出た。いきなりジャンク菓子界のキング・ブランド出しちゃりました。アメリカ在住の人はこのブランド名を聞いただけで「うわ」と思うでしょう。やはり最初はコレくらいのインパクトがなけりゃ駄目です。実はLIttle Debbie、今年でちょうど創業60年なのです。この偉業に敬意を評して一番バッターとして登場していただきました。

グロッサリーストアー最大手のウォルマートからガソリンスタンドまで、アメリカじゅうどこへ行っても売ってます。トレードマークの女の子のイラストは、可愛いんだかどうだか微妙な田舎っぽさを醸し出していますね。長方形の紙でできたパッケージがたいてい売り場の目立つ棚に並んでいます。この置き場所からもメーカーの実力、人気、力関係が読み取れます。LIttle Debbieがいかにジャンク菓子界で中心的存在であるのかがわかります。

商品は多彩。

 代表的なものに、DEVIL CREAMS、STRAWBERRY SHORTCAKE ROLLS、CHOCOLATE CUPCAKES、SWISS ROLLSなどがあります。いずれも味は似通っていて(こう言うと身も蓋もないな)ほとんど共通の原材料でつくられていることがわかります。

 これに対抗するのが、Drake's Cake、Hostessです。こちらもアメリカぐらしの長い人なら、ああ、あのチョー甘の体壊しそうなジャンクフードね。と反射的に思うでしょう。中には忌まわしいものを見るように避けて通る(失礼な)人もいるかもしれません。自慢じゃありませんが、うちの子達は小さい頃からこんなおやつを食べて育ってきたんです。あ、あんまり憐れまないでください。そこそこ素直で健康に育っていますから。(念の為)

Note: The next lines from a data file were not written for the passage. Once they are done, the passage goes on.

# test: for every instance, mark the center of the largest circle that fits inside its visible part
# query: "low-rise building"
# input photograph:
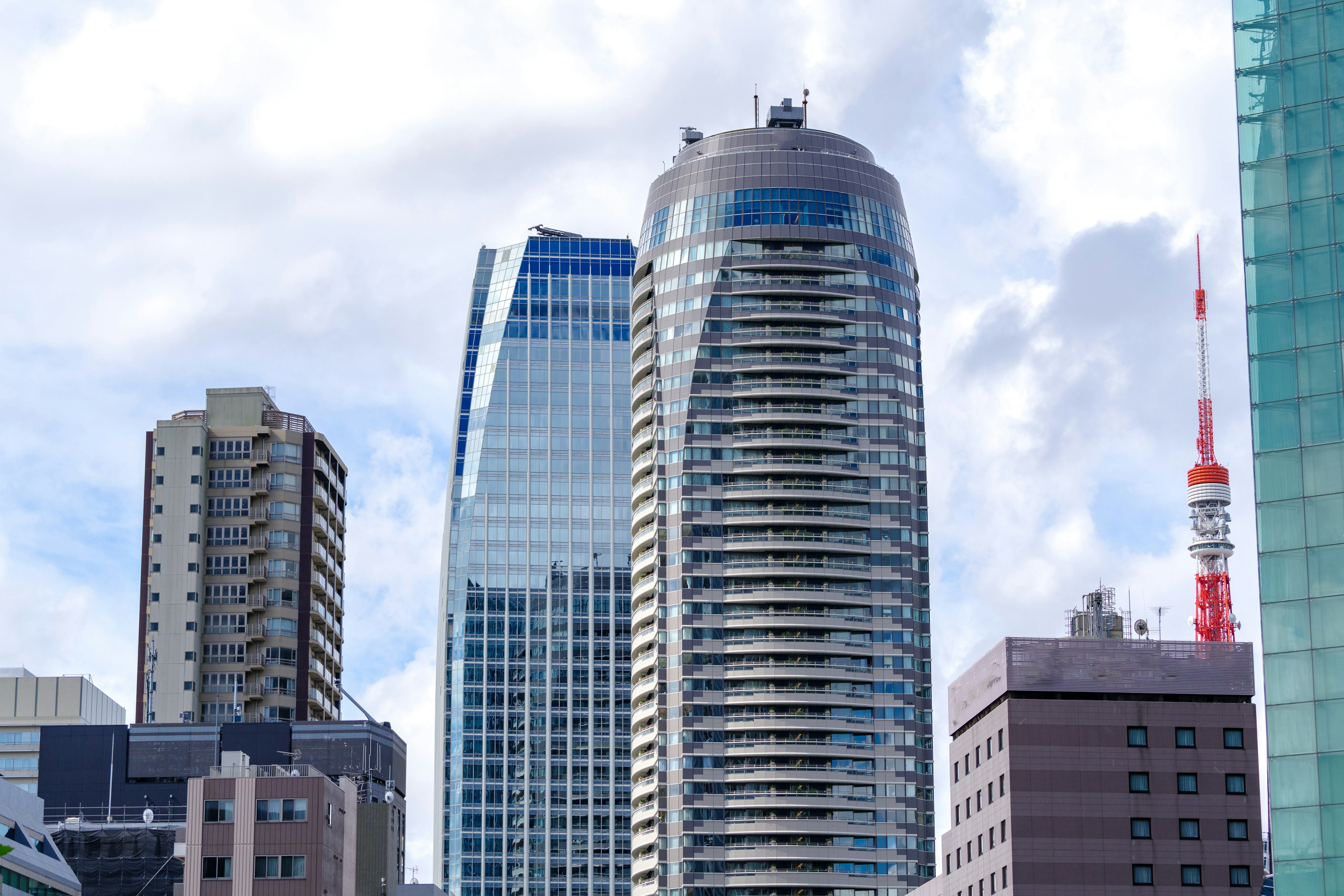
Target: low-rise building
(30, 863)
(269, 831)
(29, 702)
(1093, 765)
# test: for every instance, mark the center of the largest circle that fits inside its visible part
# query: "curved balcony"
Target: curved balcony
(791, 260)
(642, 415)
(792, 360)
(806, 410)
(643, 489)
(642, 439)
(642, 366)
(744, 566)
(642, 338)
(771, 485)
(790, 461)
(791, 385)
(741, 539)
(768, 512)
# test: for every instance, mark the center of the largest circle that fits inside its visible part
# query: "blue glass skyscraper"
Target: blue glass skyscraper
(534, 690)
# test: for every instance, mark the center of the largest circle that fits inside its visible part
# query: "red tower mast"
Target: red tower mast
(1209, 495)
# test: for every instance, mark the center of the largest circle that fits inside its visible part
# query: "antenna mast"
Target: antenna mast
(1209, 495)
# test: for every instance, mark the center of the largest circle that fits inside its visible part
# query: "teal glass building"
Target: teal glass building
(1291, 117)
(534, 688)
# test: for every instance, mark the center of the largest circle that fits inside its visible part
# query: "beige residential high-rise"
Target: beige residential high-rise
(29, 702)
(243, 569)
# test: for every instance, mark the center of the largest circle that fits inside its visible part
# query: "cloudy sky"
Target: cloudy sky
(292, 195)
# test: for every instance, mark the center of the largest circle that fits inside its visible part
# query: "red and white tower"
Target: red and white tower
(1209, 495)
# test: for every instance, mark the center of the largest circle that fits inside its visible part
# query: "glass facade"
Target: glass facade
(781, 714)
(536, 601)
(1291, 113)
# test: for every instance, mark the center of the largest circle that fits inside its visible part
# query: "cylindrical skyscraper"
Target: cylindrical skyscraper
(781, 726)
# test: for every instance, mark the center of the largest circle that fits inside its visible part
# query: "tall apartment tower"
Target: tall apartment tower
(1289, 83)
(534, 692)
(243, 566)
(781, 723)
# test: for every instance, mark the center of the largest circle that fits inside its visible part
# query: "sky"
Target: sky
(208, 195)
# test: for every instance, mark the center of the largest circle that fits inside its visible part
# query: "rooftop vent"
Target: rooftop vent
(785, 115)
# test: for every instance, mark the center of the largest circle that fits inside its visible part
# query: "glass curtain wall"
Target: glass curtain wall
(1291, 113)
(536, 626)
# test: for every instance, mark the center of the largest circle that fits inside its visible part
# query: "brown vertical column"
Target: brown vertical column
(144, 575)
(306, 578)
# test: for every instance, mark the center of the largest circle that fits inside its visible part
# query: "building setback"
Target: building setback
(29, 702)
(781, 723)
(243, 567)
(534, 625)
(1102, 765)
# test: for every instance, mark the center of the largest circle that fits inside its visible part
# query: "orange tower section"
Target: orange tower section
(1209, 493)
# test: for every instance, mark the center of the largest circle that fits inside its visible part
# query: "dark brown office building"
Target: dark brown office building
(271, 831)
(1102, 766)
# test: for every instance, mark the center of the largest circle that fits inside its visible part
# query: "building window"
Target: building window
(219, 811)
(281, 811)
(279, 867)
(217, 867)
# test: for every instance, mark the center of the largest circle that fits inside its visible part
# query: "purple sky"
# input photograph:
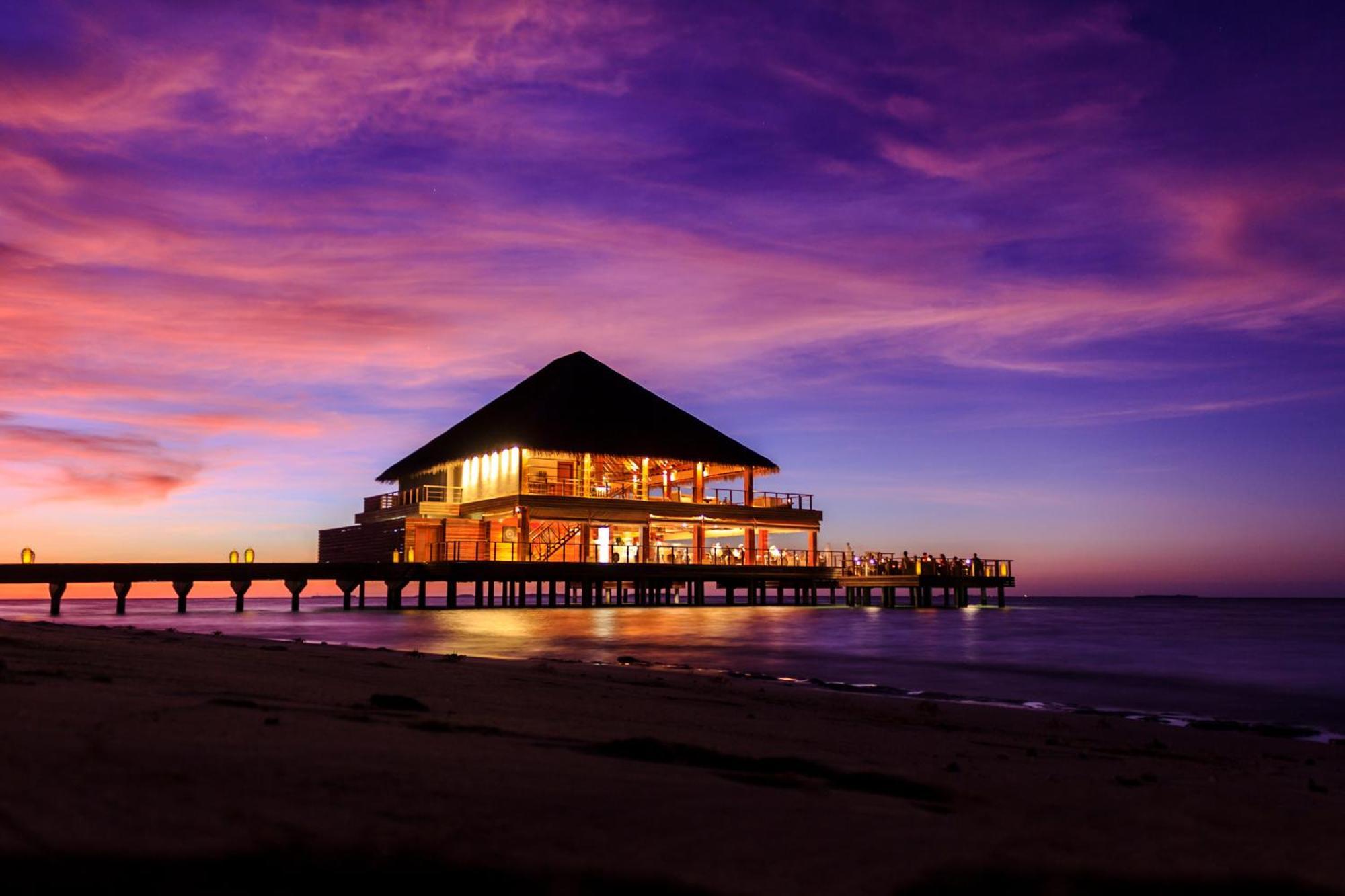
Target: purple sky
(1059, 282)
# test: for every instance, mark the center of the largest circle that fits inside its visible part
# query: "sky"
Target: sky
(1056, 282)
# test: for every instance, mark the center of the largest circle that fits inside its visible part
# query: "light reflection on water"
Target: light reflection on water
(1276, 659)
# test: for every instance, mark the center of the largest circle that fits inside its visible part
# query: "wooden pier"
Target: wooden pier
(553, 584)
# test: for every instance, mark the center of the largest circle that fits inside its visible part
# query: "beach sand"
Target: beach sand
(193, 763)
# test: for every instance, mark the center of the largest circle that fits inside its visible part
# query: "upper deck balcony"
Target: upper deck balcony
(660, 493)
(440, 501)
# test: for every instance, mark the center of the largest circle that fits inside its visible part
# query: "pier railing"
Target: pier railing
(845, 563)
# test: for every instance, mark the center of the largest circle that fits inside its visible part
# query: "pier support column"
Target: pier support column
(56, 589)
(122, 589)
(295, 587)
(240, 588)
(182, 589)
(346, 588)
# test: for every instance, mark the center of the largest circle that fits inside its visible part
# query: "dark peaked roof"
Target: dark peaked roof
(579, 404)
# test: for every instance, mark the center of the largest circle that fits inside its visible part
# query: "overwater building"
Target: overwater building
(580, 463)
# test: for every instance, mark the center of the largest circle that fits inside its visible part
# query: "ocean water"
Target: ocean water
(1249, 659)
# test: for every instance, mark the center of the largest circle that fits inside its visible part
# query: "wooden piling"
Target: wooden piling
(122, 589)
(346, 588)
(240, 588)
(295, 587)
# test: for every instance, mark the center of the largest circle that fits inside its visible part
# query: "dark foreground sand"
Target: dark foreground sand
(158, 762)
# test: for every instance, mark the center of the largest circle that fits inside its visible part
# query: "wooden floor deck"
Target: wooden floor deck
(587, 584)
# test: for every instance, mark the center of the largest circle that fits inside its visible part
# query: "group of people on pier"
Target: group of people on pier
(880, 564)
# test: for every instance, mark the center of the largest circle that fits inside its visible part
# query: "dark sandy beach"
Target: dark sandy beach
(200, 763)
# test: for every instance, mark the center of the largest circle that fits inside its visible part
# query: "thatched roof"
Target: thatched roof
(578, 404)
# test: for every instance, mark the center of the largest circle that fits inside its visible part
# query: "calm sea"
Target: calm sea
(1247, 659)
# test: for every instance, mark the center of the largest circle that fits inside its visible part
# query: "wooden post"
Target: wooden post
(295, 587)
(240, 588)
(182, 588)
(525, 532)
(346, 585)
(395, 592)
(122, 589)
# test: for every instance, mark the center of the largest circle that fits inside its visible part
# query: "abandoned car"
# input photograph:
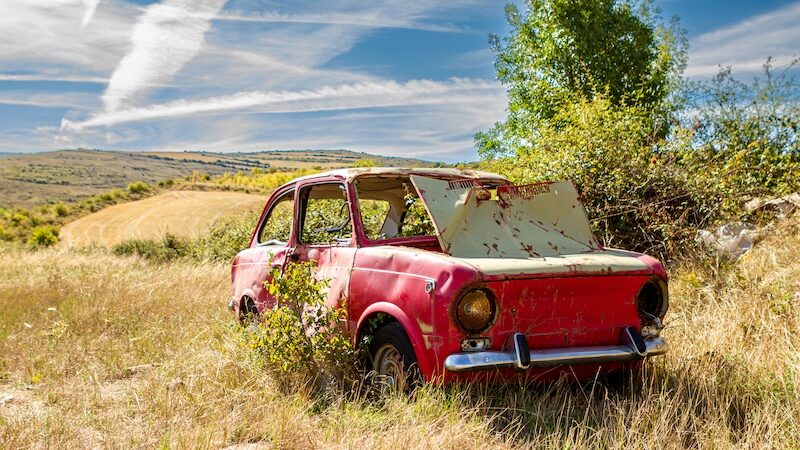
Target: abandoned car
(459, 274)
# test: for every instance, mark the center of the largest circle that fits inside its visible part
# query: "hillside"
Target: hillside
(116, 352)
(184, 213)
(70, 175)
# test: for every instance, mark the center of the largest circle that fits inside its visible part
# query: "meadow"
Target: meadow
(106, 351)
(186, 213)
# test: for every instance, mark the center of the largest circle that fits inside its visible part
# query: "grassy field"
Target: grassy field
(70, 175)
(100, 351)
(183, 213)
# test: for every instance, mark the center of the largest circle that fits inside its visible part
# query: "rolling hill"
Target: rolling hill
(184, 213)
(34, 179)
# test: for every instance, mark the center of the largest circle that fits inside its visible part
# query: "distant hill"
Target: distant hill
(68, 175)
(185, 213)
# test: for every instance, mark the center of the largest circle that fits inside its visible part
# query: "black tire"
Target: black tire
(248, 312)
(393, 359)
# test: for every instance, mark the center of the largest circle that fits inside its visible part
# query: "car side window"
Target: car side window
(325, 215)
(278, 226)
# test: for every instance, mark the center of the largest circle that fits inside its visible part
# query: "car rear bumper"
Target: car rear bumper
(633, 347)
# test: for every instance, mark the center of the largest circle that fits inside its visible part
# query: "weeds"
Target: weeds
(119, 353)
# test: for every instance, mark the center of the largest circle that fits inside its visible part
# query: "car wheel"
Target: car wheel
(393, 360)
(248, 313)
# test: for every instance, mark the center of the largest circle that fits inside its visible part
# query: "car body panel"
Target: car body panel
(553, 281)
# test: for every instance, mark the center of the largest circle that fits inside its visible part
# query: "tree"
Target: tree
(567, 51)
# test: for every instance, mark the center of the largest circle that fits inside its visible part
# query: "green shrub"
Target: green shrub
(5, 235)
(43, 236)
(61, 210)
(225, 238)
(301, 339)
(169, 248)
(138, 187)
(636, 194)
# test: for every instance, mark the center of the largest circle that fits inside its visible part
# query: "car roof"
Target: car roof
(438, 172)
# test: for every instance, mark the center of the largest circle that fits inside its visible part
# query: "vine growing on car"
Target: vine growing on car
(300, 338)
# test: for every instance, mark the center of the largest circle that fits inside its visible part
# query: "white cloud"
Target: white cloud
(72, 100)
(343, 97)
(746, 45)
(91, 7)
(370, 19)
(46, 34)
(166, 37)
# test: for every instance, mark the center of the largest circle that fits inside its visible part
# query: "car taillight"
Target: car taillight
(475, 311)
(653, 301)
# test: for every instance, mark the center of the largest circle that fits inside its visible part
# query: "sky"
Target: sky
(393, 77)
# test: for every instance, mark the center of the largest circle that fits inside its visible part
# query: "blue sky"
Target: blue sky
(394, 77)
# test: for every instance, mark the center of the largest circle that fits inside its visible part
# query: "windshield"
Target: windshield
(390, 208)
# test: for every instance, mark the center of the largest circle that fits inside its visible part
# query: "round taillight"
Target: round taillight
(653, 300)
(475, 311)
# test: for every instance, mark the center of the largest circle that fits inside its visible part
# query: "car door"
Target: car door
(268, 249)
(325, 235)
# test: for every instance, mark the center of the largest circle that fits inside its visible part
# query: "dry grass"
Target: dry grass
(139, 355)
(184, 213)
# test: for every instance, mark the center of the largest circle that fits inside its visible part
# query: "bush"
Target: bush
(301, 339)
(61, 210)
(169, 248)
(43, 236)
(636, 195)
(138, 187)
(225, 238)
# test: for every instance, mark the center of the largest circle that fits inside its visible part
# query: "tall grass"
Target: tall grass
(99, 350)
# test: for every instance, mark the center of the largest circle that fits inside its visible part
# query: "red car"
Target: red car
(459, 274)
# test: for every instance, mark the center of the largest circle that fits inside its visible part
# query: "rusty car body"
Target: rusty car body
(460, 274)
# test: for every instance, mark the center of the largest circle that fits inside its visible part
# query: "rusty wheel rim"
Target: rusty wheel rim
(389, 364)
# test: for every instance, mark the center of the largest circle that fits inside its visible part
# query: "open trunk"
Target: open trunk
(536, 252)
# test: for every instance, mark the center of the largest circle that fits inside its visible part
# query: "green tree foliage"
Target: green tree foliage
(301, 338)
(43, 236)
(138, 187)
(636, 194)
(746, 133)
(566, 51)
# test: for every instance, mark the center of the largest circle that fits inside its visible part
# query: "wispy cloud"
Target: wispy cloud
(746, 45)
(91, 7)
(371, 19)
(41, 35)
(353, 96)
(52, 77)
(166, 37)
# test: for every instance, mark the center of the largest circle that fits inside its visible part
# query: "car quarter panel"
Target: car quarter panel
(419, 282)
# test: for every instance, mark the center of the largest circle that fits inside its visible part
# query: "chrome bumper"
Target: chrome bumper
(519, 357)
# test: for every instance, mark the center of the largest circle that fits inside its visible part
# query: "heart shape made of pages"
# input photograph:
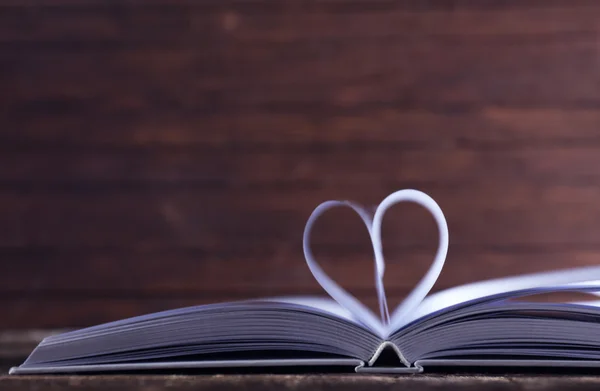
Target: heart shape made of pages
(349, 302)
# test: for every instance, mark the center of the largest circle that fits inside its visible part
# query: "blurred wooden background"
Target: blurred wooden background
(156, 154)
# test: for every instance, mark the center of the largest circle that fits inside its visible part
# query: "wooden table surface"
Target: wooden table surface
(16, 345)
(302, 382)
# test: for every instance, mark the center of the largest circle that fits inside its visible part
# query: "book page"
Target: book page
(349, 302)
(465, 293)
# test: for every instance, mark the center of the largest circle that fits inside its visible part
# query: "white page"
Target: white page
(339, 294)
(473, 291)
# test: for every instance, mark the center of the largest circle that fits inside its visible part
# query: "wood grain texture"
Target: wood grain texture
(156, 154)
(437, 382)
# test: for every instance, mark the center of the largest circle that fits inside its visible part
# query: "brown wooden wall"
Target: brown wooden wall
(165, 153)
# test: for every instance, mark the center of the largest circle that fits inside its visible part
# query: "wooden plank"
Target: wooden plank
(271, 272)
(490, 213)
(226, 77)
(379, 127)
(105, 22)
(277, 168)
(559, 379)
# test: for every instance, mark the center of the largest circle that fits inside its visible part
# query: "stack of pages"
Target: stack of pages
(479, 325)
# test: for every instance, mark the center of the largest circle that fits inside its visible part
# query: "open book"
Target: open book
(480, 324)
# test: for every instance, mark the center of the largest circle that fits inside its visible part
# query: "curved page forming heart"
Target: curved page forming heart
(349, 302)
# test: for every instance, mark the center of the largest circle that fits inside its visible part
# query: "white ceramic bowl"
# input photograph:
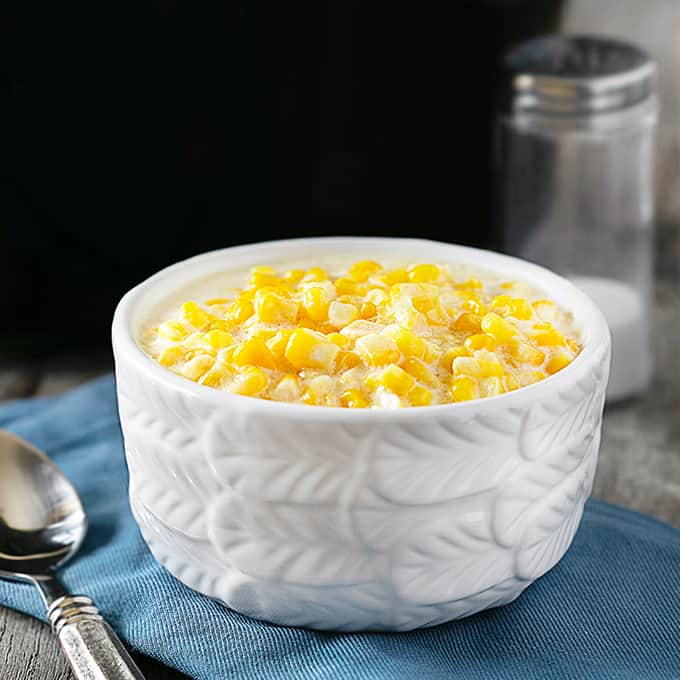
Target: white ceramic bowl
(358, 519)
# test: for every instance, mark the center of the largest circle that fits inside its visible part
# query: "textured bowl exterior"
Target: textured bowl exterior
(333, 519)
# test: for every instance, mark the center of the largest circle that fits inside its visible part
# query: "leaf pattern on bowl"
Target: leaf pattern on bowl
(333, 525)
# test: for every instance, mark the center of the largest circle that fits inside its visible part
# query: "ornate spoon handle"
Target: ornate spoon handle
(93, 649)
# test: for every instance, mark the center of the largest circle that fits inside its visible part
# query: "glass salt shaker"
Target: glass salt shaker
(574, 163)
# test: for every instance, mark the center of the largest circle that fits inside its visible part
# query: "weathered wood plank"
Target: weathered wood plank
(67, 371)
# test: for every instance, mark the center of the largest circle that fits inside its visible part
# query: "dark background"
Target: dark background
(136, 133)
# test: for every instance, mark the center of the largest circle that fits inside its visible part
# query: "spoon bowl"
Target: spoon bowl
(42, 524)
(38, 531)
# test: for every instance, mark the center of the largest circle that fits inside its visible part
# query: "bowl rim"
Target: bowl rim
(125, 343)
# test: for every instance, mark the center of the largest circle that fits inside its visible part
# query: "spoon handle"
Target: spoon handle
(93, 649)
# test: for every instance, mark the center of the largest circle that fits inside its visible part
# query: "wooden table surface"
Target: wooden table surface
(639, 463)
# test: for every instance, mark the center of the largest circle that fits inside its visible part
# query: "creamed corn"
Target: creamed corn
(369, 337)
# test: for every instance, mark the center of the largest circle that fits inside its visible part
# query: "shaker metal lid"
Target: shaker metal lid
(576, 74)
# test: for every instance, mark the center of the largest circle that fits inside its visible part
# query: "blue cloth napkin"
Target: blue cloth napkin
(609, 609)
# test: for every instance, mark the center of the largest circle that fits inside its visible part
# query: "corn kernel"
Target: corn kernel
(376, 297)
(393, 378)
(480, 341)
(315, 302)
(353, 399)
(447, 358)
(272, 307)
(524, 352)
(346, 360)
(394, 276)
(432, 353)
(423, 273)
(474, 305)
(320, 389)
(361, 271)
(196, 316)
(315, 274)
(558, 361)
(464, 388)
(529, 377)
(482, 365)
(546, 310)
(239, 310)
(307, 349)
(377, 350)
(467, 322)
(510, 383)
(341, 314)
(419, 396)
(338, 339)
(170, 355)
(277, 344)
(345, 286)
(491, 387)
(548, 337)
(263, 276)
(499, 328)
(219, 339)
(573, 346)
(419, 371)
(368, 310)
(250, 381)
(199, 365)
(216, 375)
(360, 327)
(409, 344)
(173, 330)
(253, 352)
(472, 283)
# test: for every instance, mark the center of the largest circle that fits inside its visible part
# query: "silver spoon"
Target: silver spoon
(42, 524)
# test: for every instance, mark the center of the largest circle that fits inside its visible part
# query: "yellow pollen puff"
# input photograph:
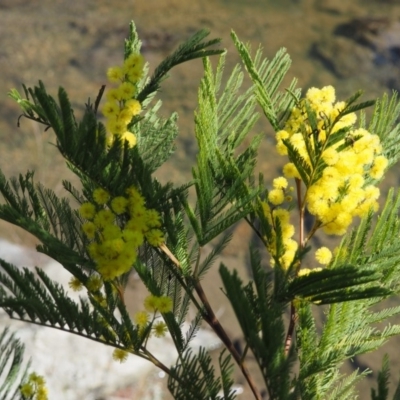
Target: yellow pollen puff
(330, 156)
(104, 218)
(164, 304)
(290, 171)
(281, 148)
(126, 90)
(276, 196)
(130, 138)
(133, 106)
(94, 283)
(141, 318)
(160, 329)
(115, 74)
(113, 95)
(282, 135)
(323, 255)
(125, 116)
(280, 183)
(110, 109)
(133, 237)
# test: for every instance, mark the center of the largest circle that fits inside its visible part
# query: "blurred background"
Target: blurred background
(351, 45)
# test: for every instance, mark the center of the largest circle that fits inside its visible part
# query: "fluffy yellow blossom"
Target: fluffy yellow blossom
(133, 106)
(290, 171)
(130, 138)
(276, 196)
(110, 109)
(94, 283)
(115, 74)
(280, 183)
(323, 255)
(141, 318)
(160, 329)
(126, 90)
(27, 390)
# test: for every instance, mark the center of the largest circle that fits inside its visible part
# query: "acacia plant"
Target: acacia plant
(122, 219)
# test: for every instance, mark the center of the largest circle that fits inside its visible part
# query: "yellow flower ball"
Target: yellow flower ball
(323, 255)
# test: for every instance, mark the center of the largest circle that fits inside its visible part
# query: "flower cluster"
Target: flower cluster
(152, 305)
(279, 215)
(116, 227)
(35, 388)
(339, 191)
(121, 105)
(338, 160)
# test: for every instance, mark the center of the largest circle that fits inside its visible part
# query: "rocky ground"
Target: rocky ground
(352, 45)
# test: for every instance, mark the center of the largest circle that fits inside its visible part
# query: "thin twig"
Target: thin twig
(293, 315)
(216, 326)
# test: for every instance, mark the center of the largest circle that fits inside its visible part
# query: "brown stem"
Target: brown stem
(293, 315)
(216, 326)
(292, 324)
(156, 362)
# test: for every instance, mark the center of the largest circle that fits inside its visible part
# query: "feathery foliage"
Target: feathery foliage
(122, 220)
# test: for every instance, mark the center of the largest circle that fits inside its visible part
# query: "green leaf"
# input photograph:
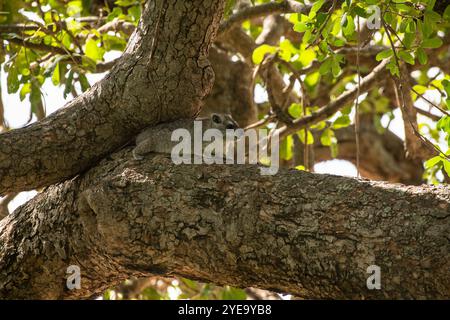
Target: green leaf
(446, 14)
(446, 166)
(93, 51)
(407, 57)
(295, 110)
(422, 56)
(309, 136)
(393, 68)
(26, 89)
(384, 54)
(420, 89)
(69, 84)
(432, 162)
(13, 80)
(83, 82)
(325, 67)
(286, 148)
(432, 43)
(301, 26)
(315, 8)
(326, 139)
(56, 75)
(341, 122)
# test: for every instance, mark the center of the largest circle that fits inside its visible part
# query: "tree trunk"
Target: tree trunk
(163, 75)
(306, 234)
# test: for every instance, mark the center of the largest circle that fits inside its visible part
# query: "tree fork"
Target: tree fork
(228, 225)
(163, 75)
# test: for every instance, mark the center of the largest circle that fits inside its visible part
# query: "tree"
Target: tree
(311, 235)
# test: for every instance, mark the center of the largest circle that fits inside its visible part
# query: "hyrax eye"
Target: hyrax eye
(216, 118)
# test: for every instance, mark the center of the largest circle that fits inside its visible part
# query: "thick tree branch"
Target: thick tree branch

 それにしてもDrake's CakeなんてLIttle Debbieの商品と告示し過ぎだよな、訴えられないのかな、と思って調べたら、親会社がおんなじなのですね。McKee Foodsという、たくさんの食品メーカーを傘下に抱える、巨大企業。日本で言えば、グリコやロッテみたいなもんでしょうか。ああ、だから似たような商品が多いのですね。DEVIL DOGSなんてまんまDEVIL CREAMSそっくりですわ。ついでに味の違いもわかりません。ただ甘いだけ? ええそんなモンですこの世界は。

 対抗馬のHostessは2013年に既存の旧ケーキ・ブランドを買い取って再出発しました。先行するジャンク菓子界を追い落とすような勢いで急成長を遂げています。Twinkies、CupCakesなど誰もが知るヒット商品が多々あります。が、私は溶けて固めた砂糖をこってり塗りたくったJumbo Honey Bun。この一品をみるたび、「ああこれ食べ続けたらぜったい命ないな」と思ったものです。

 ええ、この業界のお菓子に「健康」とか「栄養」などのワードはタブーです。ひたすら甘く、ひたすら思考停止でその味に溺れるのが正しい食べ方なのです。だから売れ続けるのです。

 まさに現代のヘルシー志向一辺倒の風潮のさなか、真逆を突っ走り奈落に向かう潔さです。

 食の安全? どんな成分で出来てるの? そんなのパッケージ見て腰抜かせ。ええ、もうどうにでもなれ、の業界なのです。今だからこそ敢えて讃えましょう。ジャンク菓子バンザイ。

 そういうわけで、このシリーズこれからしばらく思いついたときに続きます。アメリカにあまたあるアブナイお菓子の世界にネタは尽きません。

 ではまた次回お会いしましょう。